Where Can I Buy Virtual Currency?
Centralized virtual currencies are generally purchased from the platform they’re utilized on. For instance, in-game currency is usually purchased either from within the game itself, or through its website. Decentralized virtual currencies, however, are slightly more versatile, and can be bought and sold on cryptocurrency exchanges just like regular stocks and securities.
To get started, create an account on a cryptocurrency exchange. Though some allow full access to the platform’s features without any identification, most exchanges today require users to complete a KYC (Know Your Customer) process to prevent illegal transactions and money laundering.

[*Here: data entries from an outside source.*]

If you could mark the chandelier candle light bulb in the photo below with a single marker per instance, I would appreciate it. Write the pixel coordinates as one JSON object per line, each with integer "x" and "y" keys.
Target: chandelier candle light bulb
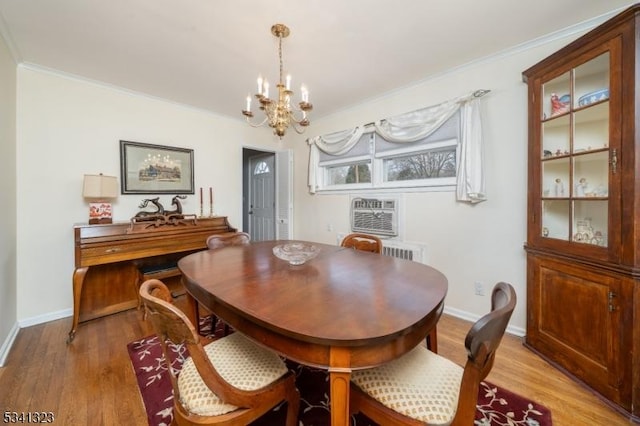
{"x": 280, "y": 113}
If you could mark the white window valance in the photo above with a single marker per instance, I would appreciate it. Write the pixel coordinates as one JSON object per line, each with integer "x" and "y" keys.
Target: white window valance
{"x": 414, "y": 126}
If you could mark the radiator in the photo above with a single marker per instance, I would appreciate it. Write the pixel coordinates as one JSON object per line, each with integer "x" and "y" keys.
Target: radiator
{"x": 400, "y": 249}
{"x": 405, "y": 250}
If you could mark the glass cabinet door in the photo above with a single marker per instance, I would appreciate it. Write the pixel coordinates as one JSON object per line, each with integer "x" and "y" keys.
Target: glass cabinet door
{"x": 575, "y": 157}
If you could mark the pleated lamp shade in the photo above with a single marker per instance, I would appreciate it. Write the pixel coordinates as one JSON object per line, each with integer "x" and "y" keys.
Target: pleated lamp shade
{"x": 99, "y": 189}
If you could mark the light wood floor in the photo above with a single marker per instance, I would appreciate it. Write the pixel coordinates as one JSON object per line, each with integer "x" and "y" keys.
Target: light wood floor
{"x": 91, "y": 382}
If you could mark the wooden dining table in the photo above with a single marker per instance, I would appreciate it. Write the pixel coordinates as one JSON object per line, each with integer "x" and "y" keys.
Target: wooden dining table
{"x": 342, "y": 310}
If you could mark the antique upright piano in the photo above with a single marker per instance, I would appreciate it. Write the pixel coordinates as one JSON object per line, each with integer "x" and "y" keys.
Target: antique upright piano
{"x": 108, "y": 258}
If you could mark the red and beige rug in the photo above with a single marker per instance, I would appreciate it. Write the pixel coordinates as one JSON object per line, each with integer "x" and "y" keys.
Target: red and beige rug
{"x": 496, "y": 406}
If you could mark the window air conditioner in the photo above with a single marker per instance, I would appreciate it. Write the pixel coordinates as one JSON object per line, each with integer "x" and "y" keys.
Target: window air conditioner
{"x": 374, "y": 216}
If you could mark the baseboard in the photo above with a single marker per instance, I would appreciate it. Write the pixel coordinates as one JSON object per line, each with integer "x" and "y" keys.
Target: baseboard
{"x": 40, "y": 319}
{"x": 8, "y": 343}
{"x": 516, "y": 331}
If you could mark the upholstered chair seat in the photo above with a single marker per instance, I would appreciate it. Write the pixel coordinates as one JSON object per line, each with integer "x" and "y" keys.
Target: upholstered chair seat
{"x": 240, "y": 362}
{"x": 420, "y": 384}
{"x": 423, "y": 388}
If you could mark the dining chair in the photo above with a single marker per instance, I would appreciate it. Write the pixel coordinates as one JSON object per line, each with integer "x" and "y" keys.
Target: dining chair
{"x": 216, "y": 241}
{"x": 228, "y": 381}
{"x": 228, "y": 239}
{"x": 423, "y": 388}
{"x": 363, "y": 242}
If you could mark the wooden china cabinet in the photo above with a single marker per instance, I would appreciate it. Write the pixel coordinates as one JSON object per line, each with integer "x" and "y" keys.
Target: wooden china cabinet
{"x": 583, "y": 236}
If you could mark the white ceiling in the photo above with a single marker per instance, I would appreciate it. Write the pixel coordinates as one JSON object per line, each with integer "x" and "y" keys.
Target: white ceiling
{"x": 208, "y": 54}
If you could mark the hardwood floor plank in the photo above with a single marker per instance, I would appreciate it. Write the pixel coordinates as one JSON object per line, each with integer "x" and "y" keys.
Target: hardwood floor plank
{"x": 90, "y": 381}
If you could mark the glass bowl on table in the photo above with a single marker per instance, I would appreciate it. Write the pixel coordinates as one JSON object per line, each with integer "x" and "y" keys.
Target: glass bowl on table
{"x": 296, "y": 253}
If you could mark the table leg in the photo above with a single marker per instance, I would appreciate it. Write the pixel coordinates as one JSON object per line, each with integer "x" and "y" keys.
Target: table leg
{"x": 78, "y": 282}
{"x": 339, "y": 379}
{"x": 193, "y": 314}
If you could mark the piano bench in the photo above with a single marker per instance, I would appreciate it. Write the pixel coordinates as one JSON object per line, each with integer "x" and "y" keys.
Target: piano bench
{"x": 158, "y": 272}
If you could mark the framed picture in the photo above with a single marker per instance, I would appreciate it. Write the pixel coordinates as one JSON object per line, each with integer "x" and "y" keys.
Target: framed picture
{"x": 155, "y": 169}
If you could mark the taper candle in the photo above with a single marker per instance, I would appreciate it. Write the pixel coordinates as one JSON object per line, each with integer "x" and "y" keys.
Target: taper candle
{"x": 210, "y": 201}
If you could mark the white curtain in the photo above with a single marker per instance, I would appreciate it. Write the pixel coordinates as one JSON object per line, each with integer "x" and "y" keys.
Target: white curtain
{"x": 470, "y": 177}
{"x": 337, "y": 143}
{"x": 415, "y": 126}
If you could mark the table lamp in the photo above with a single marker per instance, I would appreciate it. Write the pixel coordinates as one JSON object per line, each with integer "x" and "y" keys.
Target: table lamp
{"x": 99, "y": 189}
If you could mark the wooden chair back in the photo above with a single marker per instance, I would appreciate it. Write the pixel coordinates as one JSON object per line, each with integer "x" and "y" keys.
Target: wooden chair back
{"x": 172, "y": 325}
{"x": 481, "y": 343}
{"x": 228, "y": 239}
{"x": 363, "y": 242}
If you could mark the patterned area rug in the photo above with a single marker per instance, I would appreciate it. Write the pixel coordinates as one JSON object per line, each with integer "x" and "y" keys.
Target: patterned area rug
{"x": 496, "y": 406}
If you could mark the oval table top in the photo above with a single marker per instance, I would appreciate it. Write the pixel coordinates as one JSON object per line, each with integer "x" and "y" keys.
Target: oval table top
{"x": 341, "y": 297}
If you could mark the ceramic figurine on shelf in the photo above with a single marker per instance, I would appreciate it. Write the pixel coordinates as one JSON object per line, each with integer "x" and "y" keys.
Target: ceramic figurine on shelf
{"x": 582, "y": 188}
{"x": 559, "y": 105}
{"x": 559, "y": 188}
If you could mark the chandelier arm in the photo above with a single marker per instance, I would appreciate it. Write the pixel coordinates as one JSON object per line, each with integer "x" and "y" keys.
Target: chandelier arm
{"x": 256, "y": 124}
{"x": 296, "y": 119}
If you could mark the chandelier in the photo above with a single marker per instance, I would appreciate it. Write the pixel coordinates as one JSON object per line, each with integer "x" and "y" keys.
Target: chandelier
{"x": 279, "y": 112}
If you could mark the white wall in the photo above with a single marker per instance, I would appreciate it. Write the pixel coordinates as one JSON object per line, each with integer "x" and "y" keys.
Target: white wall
{"x": 68, "y": 127}
{"x": 7, "y": 199}
{"x": 468, "y": 243}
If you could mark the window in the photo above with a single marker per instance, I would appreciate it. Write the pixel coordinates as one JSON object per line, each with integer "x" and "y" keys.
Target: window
{"x": 374, "y": 162}
{"x": 439, "y": 146}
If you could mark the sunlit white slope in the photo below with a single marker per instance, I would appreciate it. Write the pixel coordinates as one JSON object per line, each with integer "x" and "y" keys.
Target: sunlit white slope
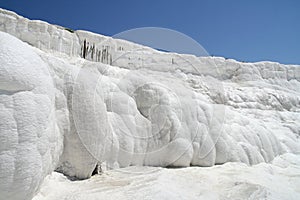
{"x": 131, "y": 106}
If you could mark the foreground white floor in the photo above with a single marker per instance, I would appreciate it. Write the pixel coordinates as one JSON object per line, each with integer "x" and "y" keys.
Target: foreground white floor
{"x": 279, "y": 180}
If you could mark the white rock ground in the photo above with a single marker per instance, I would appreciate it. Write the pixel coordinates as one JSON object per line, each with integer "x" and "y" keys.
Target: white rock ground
{"x": 126, "y": 105}
{"x": 279, "y": 180}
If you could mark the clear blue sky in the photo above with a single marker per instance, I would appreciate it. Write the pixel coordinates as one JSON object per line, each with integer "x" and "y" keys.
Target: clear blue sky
{"x": 246, "y": 30}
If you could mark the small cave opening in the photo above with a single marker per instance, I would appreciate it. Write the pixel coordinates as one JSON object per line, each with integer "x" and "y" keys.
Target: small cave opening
{"x": 97, "y": 170}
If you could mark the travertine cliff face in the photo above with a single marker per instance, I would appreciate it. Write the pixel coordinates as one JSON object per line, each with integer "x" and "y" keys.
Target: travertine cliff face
{"x": 70, "y": 101}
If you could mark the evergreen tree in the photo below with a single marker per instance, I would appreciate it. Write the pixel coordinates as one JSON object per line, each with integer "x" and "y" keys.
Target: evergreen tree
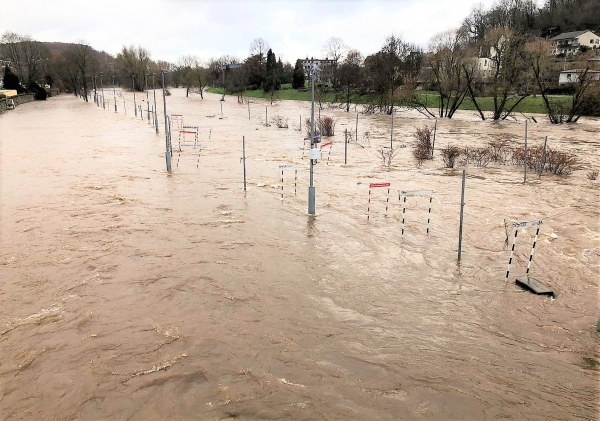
{"x": 298, "y": 79}
{"x": 270, "y": 80}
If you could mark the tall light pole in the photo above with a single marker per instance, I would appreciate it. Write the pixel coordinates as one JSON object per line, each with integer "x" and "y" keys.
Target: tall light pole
{"x": 114, "y": 94}
{"x": 167, "y": 152}
{"x": 147, "y": 99}
{"x": 311, "y": 188}
{"x": 155, "y": 115}
{"x": 102, "y": 89}
{"x": 95, "y": 93}
{"x": 133, "y": 89}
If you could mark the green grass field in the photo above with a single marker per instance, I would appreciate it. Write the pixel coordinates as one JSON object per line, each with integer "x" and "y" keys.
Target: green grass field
{"x": 530, "y": 105}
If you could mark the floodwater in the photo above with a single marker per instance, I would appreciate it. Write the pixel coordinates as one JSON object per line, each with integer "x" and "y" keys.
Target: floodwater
{"x": 129, "y": 293}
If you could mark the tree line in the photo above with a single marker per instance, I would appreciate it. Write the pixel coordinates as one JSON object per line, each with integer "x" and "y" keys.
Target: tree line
{"x": 497, "y": 55}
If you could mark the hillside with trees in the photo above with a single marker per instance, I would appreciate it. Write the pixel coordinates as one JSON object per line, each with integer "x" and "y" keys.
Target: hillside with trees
{"x": 496, "y": 61}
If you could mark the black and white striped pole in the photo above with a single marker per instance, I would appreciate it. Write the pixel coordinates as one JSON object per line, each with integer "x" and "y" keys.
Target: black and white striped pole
{"x": 525, "y": 156}
{"x": 102, "y": 89}
{"x": 537, "y": 232}
{"x": 543, "y": 163}
{"x": 244, "y": 158}
{"x": 405, "y": 193}
{"x": 155, "y": 113}
{"x": 462, "y": 207}
{"x": 147, "y": 98}
{"x": 167, "y": 152}
{"x": 434, "y": 133}
{"x": 133, "y": 89}
{"x": 516, "y": 226}
{"x": 512, "y": 252}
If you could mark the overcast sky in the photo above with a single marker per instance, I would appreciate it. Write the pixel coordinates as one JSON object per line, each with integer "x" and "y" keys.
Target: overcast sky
{"x": 210, "y": 28}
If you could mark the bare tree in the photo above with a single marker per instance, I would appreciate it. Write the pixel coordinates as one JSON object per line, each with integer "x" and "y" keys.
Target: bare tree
{"x": 397, "y": 64}
{"x": 351, "y": 77}
{"x": 446, "y": 60}
{"x": 546, "y": 71}
{"x": 28, "y": 57}
{"x": 200, "y": 76}
{"x": 335, "y": 49}
{"x": 183, "y": 67}
{"x": 476, "y": 23}
{"x": 134, "y": 61}
{"x": 83, "y": 56}
{"x": 506, "y": 81}
{"x": 67, "y": 71}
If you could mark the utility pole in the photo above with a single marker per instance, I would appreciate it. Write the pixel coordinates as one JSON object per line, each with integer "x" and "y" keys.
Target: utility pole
{"x": 155, "y": 115}
{"x": 102, "y": 89}
{"x": 167, "y": 152}
{"x": 311, "y": 188}
{"x": 95, "y": 92}
{"x": 147, "y": 99}
{"x": 133, "y": 89}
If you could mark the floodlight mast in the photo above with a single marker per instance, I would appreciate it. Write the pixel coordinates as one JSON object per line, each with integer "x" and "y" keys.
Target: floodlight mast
{"x": 311, "y": 188}
{"x": 167, "y": 152}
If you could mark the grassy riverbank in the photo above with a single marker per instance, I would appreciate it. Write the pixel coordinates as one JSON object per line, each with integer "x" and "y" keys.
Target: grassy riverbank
{"x": 530, "y": 105}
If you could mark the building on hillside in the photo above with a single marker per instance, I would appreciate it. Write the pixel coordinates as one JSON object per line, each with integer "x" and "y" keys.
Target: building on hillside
{"x": 324, "y": 67}
{"x": 569, "y": 42}
{"x": 572, "y": 76}
{"x": 487, "y": 62}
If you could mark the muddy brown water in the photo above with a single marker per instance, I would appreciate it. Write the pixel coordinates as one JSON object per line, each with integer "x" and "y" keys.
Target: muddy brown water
{"x": 131, "y": 294}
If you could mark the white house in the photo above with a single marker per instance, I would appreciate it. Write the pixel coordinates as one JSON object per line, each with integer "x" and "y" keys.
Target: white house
{"x": 572, "y": 76}
{"x": 487, "y": 62}
{"x": 569, "y": 42}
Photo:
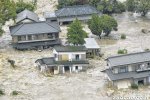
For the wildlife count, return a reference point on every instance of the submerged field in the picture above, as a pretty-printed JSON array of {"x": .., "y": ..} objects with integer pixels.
[{"x": 90, "y": 85}]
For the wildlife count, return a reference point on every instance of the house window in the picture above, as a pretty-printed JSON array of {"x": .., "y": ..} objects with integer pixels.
[
  {"x": 36, "y": 37},
  {"x": 77, "y": 57},
  {"x": 50, "y": 35},
  {"x": 55, "y": 55},
  {"x": 148, "y": 64},
  {"x": 19, "y": 38},
  {"x": 29, "y": 37},
  {"x": 76, "y": 67},
  {"x": 123, "y": 69}
]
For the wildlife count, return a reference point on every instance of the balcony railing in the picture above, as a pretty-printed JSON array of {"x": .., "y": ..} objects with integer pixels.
[
  {"x": 36, "y": 40},
  {"x": 143, "y": 69}
]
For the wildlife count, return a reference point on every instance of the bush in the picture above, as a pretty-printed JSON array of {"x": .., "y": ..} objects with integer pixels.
[
  {"x": 147, "y": 49},
  {"x": 122, "y": 51},
  {"x": 123, "y": 36},
  {"x": 1, "y": 92},
  {"x": 20, "y": 6},
  {"x": 12, "y": 63},
  {"x": 134, "y": 86},
  {"x": 15, "y": 93}
]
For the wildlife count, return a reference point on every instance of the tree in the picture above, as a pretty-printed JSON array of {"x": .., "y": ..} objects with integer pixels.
[
  {"x": 131, "y": 5},
  {"x": 108, "y": 24},
  {"x": 109, "y": 7},
  {"x": 63, "y": 3},
  {"x": 105, "y": 24},
  {"x": 76, "y": 34},
  {"x": 94, "y": 2},
  {"x": 95, "y": 25},
  {"x": 20, "y": 6},
  {"x": 7, "y": 11},
  {"x": 143, "y": 6}
]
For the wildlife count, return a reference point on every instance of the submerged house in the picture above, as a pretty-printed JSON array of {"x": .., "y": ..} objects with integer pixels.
[
  {"x": 93, "y": 49},
  {"x": 70, "y": 13},
  {"x": 128, "y": 69},
  {"x": 65, "y": 59},
  {"x": 27, "y": 16},
  {"x": 35, "y": 35}
]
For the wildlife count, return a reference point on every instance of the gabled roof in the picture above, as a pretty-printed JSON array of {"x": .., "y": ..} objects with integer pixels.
[
  {"x": 50, "y": 15},
  {"x": 128, "y": 75},
  {"x": 129, "y": 59},
  {"x": 70, "y": 48},
  {"x": 90, "y": 43},
  {"x": 76, "y": 10},
  {"x": 35, "y": 28},
  {"x": 51, "y": 62},
  {"x": 26, "y": 14}
]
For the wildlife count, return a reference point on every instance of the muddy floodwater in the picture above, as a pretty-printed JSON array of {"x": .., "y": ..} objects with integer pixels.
[{"x": 90, "y": 85}]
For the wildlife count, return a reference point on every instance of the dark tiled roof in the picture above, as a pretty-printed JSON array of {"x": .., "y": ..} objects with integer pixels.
[
  {"x": 76, "y": 10},
  {"x": 30, "y": 45},
  {"x": 129, "y": 58},
  {"x": 47, "y": 61},
  {"x": 35, "y": 28},
  {"x": 26, "y": 14},
  {"x": 50, "y": 61},
  {"x": 72, "y": 62},
  {"x": 127, "y": 75},
  {"x": 70, "y": 48}
]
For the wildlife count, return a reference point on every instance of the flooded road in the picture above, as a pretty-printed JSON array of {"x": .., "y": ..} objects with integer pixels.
[{"x": 84, "y": 86}]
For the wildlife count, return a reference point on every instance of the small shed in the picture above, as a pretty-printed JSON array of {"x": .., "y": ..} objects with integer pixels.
[{"x": 92, "y": 47}]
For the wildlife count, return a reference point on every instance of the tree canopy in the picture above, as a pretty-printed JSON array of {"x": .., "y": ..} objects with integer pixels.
[
  {"x": 95, "y": 25},
  {"x": 105, "y": 24},
  {"x": 20, "y": 6},
  {"x": 75, "y": 33},
  {"x": 142, "y": 6},
  {"x": 9, "y": 10},
  {"x": 109, "y": 24},
  {"x": 106, "y": 6}
]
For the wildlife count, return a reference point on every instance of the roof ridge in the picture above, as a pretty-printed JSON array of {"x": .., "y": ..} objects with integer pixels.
[
  {"x": 77, "y": 6},
  {"x": 51, "y": 26},
  {"x": 129, "y": 54},
  {"x": 19, "y": 27},
  {"x": 61, "y": 11}
]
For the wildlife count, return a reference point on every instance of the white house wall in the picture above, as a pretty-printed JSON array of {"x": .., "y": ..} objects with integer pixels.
[{"x": 71, "y": 54}]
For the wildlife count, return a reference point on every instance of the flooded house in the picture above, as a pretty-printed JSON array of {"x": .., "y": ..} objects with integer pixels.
[
  {"x": 35, "y": 35},
  {"x": 93, "y": 49},
  {"x": 70, "y": 13},
  {"x": 27, "y": 16},
  {"x": 66, "y": 59},
  {"x": 128, "y": 69}
]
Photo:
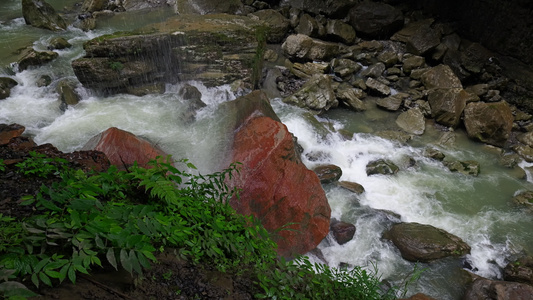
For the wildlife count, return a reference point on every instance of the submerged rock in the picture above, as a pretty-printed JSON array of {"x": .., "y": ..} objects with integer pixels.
[
  {"x": 123, "y": 148},
  {"x": 40, "y": 14},
  {"x": 490, "y": 123},
  {"x": 425, "y": 243},
  {"x": 343, "y": 232},
  {"x": 328, "y": 173}
]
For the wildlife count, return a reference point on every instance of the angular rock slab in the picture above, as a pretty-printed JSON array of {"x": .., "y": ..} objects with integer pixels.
[
  {"x": 277, "y": 188},
  {"x": 489, "y": 123},
  {"x": 425, "y": 243},
  {"x": 123, "y": 148}
]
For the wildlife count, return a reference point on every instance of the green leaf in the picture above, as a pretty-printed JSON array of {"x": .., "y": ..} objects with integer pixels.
[
  {"x": 110, "y": 255},
  {"x": 45, "y": 279},
  {"x": 125, "y": 261}
]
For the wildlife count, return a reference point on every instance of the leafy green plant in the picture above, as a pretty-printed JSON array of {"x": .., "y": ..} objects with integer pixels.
[{"x": 40, "y": 165}]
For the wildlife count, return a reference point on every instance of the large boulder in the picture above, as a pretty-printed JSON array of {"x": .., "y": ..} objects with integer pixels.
[
  {"x": 447, "y": 105},
  {"x": 489, "y": 123},
  {"x": 277, "y": 24},
  {"x": 214, "y": 49},
  {"x": 40, "y": 14},
  {"x": 375, "y": 20},
  {"x": 419, "y": 37},
  {"x": 441, "y": 77},
  {"x": 316, "y": 94},
  {"x": 203, "y": 7},
  {"x": 301, "y": 47},
  {"x": 482, "y": 288},
  {"x": 123, "y": 148},
  {"x": 330, "y": 8},
  {"x": 425, "y": 243},
  {"x": 276, "y": 186}
]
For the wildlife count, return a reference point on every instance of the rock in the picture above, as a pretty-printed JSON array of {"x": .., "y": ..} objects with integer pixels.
[
  {"x": 308, "y": 26},
  {"x": 345, "y": 67},
  {"x": 214, "y": 49},
  {"x": 44, "y": 80},
  {"x": 342, "y": 232},
  {"x": 419, "y": 296},
  {"x": 67, "y": 93},
  {"x": 277, "y": 24},
  {"x": 434, "y": 153},
  {"x": 520, "y": 270},
  {"x": 350, "y": 97},
  {"x": 489, "y": 123},
  {"x": 375, "y": 70},
  {"x": 330, "y": 8},
  {"x": 526, "y": 138},
  {"x": 377, "y": 87},
  {"x": 374, "y": 20},
  {"x": 6, "y": 84},
  {"x": 328, "y": 173},
  {"x": 381, "y": 166},
  {"x": 468, "y": 167},
  {"x": 425, "y": 243},
  {"x": 205, "y": 7},
  {"x": 94, "y": 5},
  {"x": 58, "y": 43},
  {"x": 316, "y": 94},
  {"x": 338, "y": 31},
  {"x": 301, "y": 47},
  {"x": 276, "y": 186},
  {"x": 40, "y": 14},
  {"x": 447, "y": 105},
  {"x": 123, "y": 148},
  {"x": 392, "y": 135},
  {"x": 419, "y": 37},
  {"x": 391, "y": 103},
  {"x": 482, "y": 288},
  {"x": 7, "y": 132},
  {"x": 524, "y": 198},
  {"x": 352, "y": 186},
  {"x": 35, "y": 58},
  {"x": 412, "y": 121},
  {"x": 440, "y": 77}
]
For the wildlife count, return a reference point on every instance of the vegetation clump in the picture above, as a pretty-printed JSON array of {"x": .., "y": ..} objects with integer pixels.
[{"x": 124, "y": 219}]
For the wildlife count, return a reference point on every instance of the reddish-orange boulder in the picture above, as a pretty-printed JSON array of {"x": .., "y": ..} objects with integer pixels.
[
  {"x": 277, "y": 188},
  {"x": 123, "y": 148}
]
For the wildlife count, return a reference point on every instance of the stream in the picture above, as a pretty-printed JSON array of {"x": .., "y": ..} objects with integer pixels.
[{"x": 477, "y": 209}]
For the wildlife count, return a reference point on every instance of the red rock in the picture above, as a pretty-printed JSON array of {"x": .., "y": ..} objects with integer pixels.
[
  {"x": 277, "y": 188},
  {"x": 7, "y": 132},
  {"x": 123, "y": 148}
]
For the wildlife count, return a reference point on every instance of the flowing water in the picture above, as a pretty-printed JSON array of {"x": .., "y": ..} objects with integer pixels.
[{"x": 477, "y": 209}]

Though not all cryptocurrencies are available for trade on every exchange platform, most popular tokens, like Bitcoin and Ethereum are universally listed. Additionally, one way of purchasing decentralized virtual currencies without using an exchange is through physical machines such as Bitcoin ATMs. These ATMs allow anyone to buy or sell a limited range of cryptocurrencies at a physical location, including (in some cases) cash withdrawal functions when selling.
Is Virtual Currency Replacing Paper Money?
Bitcoin has inspired a slew of offspring cryptocurrencies and financial products over the past decade. Central banks are realizing how essential it is to remain competitive in the financial realm. According to global trends, at least 81 countries that represent more than 90% of global GDP are exploring CBDCs, of which 14 have tested pilots, 16 are in the development phase, and over 30 are neck-deep in research.
Proponents of CBDCs consider them to be a defining transformation in the history of money. As markets become increasingly diverse, reserve banks around the globe are rethinking the very nature of money, encouraging bankers to stop thinking about what a currency is and start imagining what a currency can be.
The weakening of physical currencies seems inevitable, but even digital assets and CBDCs going mainstream might not mean the end for them. Though the odds seem stacked in favor of virtual currencies, most nations view central bank currencies as a complementary form of money in response to the growing digital currency market, and do not necessarily see it replacing the existing infrastructure.